Cette procédure, qui sous-entend un accord amiable entre les parties, était en progression en 2021. Elle permet cependant à certains employeurs de contourner d’autres formes de ruptures qui leur coûteraient davantage. Alors, un employeur peut-il refuser ou à l’inverse imposer une rupture conventionnelle ? On vous répond.

Un employeur peut-il refuser ou à l’inverse imposer une rupture conventionnelle ?

La rupture conventionnelle repose sur l’accord du salarié et de l’employeur. Elle ne peut être imposée ni à l’un, ni à l’autre.

La rupture conventionnelle fait partie des nombreuses possibilités pour mettre fin à un contrat de travail. Après une « baisse due à la crise sanitaire en 2020 », le recours à cette procédure a connu une augmentation de 6,1 % en 2021 avec « 454 000 ruptures conventionnelles individuelles […] homologuées dans le secteur privé en France métropolitaine », selon les chiffres publiés par la direction de l’Animation de la recherche, des études et des statistiques.

Sur le papier, cette méthode semble intéressante, aussi bien pour le salarié que pour l’employeur. Mais ce dernier « peut-il décider de ne pas donner suite à votre demande de rupture conventionnelle » ?

Comment fonctionne une rupture conventionnelle ?

Mise en place par le gouvernement Fillon en 2008, la rupture conventionnelle « est le seul mode de rupture du contrat de travail à l’amiable entre le salarié et l’employeur », explique le site service-public.fr. Dans le cadre d’une rupture individuelle, elle peut être proposée par l’une des deux parties, mais le salarié doit obligatoirement être en CDI.

Une fois la demande réalisée, un entretien, ou plusieurs si nécessaire, doit être organisé entre l’employé et son patron afin de « définir les conditions de la rupture ». Outre la date de fin de contrat, il s’agit ici de déterminer le montant des indemnités versées par l’entreprise. La procédure prévoit que chacun puisse se faire assister durant ces négociations, à condition de prévenir l’autre partie avant l’entretien.

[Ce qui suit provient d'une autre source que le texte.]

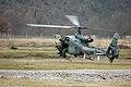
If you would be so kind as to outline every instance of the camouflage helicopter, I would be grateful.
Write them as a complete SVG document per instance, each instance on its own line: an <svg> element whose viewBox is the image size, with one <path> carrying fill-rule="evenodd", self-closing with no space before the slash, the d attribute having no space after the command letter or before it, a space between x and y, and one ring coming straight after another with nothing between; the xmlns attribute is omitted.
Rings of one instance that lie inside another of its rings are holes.
<svg viewBox="0 0 131 87"><path fill-rule="evenodd" d="M117 42L119 35L116 33L112 37L111 44L109 45L107 50L103 50L99 48L95 48L90 46L91 42L94 41L92 36L83 36L81 34L81 29L88 29L85 26L81 26L79 23L79 18L75 15L66 15L74 26L59 26L59 25L40 25L40 24L26 24L27 26L34 27L48 27L48 28L75 28L78 29L75 35L66 35L59 39L60 44L56 42L56 48L58 49L58 54L60 57L70 60L67 58L66 53L73 54L74 57L82 55L83 59L86 59L86 54L88 54L90 60L95 60L96 55L107 55L110 63L114 62L114 59L118 59L119 50L117 50ZM102 29L107 30L107 29ZM93 54L93 59L91 59L91 54Z"/></svg>

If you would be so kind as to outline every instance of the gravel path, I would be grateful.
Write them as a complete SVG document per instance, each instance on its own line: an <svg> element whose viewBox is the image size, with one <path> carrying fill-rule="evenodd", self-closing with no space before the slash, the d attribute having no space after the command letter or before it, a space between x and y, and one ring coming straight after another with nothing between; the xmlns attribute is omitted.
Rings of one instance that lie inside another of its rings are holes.
<svg viewBox="0 0 131 87"><path fill-rule="evenodd" d="M53 80L126 80L131 70L0 70L0 77L27 77Z"/></svg>

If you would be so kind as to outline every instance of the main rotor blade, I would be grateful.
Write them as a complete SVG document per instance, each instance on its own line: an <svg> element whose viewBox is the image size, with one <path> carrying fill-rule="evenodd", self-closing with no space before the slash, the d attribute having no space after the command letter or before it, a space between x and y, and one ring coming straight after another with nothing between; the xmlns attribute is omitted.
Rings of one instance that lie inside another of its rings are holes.
<svg viewBox="0 0 131 87"><path fill-rule="evenodd" d="M105 30L105 32L116 32L116 30L110 30L110 29L102 29L102 28L86 28L86 29Z"/></svg>
<svg viewBox="0 0 131 87"><path fill-rule="evenodd" d="M35 27L49 27L49 28L73 28L74 26L59 26L59 25L40 25L40 24L26 24L27 26Z"/></svg>
<svg viewBox="0 0 131 87"><path fill-rule="evenodd" d="M75 15L66 15L68 20L70 20L74 25L80 26L80 22L78 16Z"/></svg>

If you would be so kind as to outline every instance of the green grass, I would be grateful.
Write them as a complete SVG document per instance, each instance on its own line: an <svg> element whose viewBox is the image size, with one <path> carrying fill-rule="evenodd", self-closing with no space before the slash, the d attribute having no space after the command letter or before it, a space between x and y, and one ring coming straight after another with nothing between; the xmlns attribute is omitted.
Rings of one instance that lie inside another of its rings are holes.
<svg viewBox="0 0 131 87"><path fill-rule="evenodd" d="M131 80L62 82L1 77L0 87L131 87Z"/></svg>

Plusieurs possibilités pour être conseillé

Pour le salarié, il s’agit « soit d’une personne de son choix appartenant au personnel de l’entreprise », ou bien « en l’absence d’institution représentative du personnel, d’un conseiller du salarié choisi sur une liste dressée par l’autorité administrative », mentionne le site internet du ministère du Travail.

De son côté l’employeur peut faire appel à une « personne de son choix appartenant au personnel de l’entreprise », à un « membre de son organisation syndicale d’employeurs » ou à « un autre employeur relevant de la même branche, si l’entreprise emploie moins de 50 salariés », détaille service-public.fr.

L’examen de la convention

Après avoir fixé les conditions, une convention mentionnant la « date de rupture du contrat de travail » et « le montant de l’indemnité spécifique de rupture conventionnelle » doit être signé par les deux parties. Chacun doit disposer d’un exemplaire. La validation est ensuite réalisée par la Direction départementale de l’emploi, du travail, des solidarités et de la protection des populations (DDETSPP), dans un délai de quinze jours ouvrables.

À noter que des dispositions spécifiques existent concernant les salariés protégés. Dans ce cas, l’inspecteur du travail doit également valider la convention.

Un employeur peut-il la refuser ?

Oui, pour la simple et bonne raison que la rupture conventionnelle repose sur un accord mutuel entre le salarié et son employeur. Ces derniers conviennent « en commun des conditions de la rupture du contrat de travail qui les lie », selon l’article L1237-11 du Code du travail. Le même texte précise ensuite que « la rupture conventionnelle ne peut être imposée par l’une ou l’autre des parties ».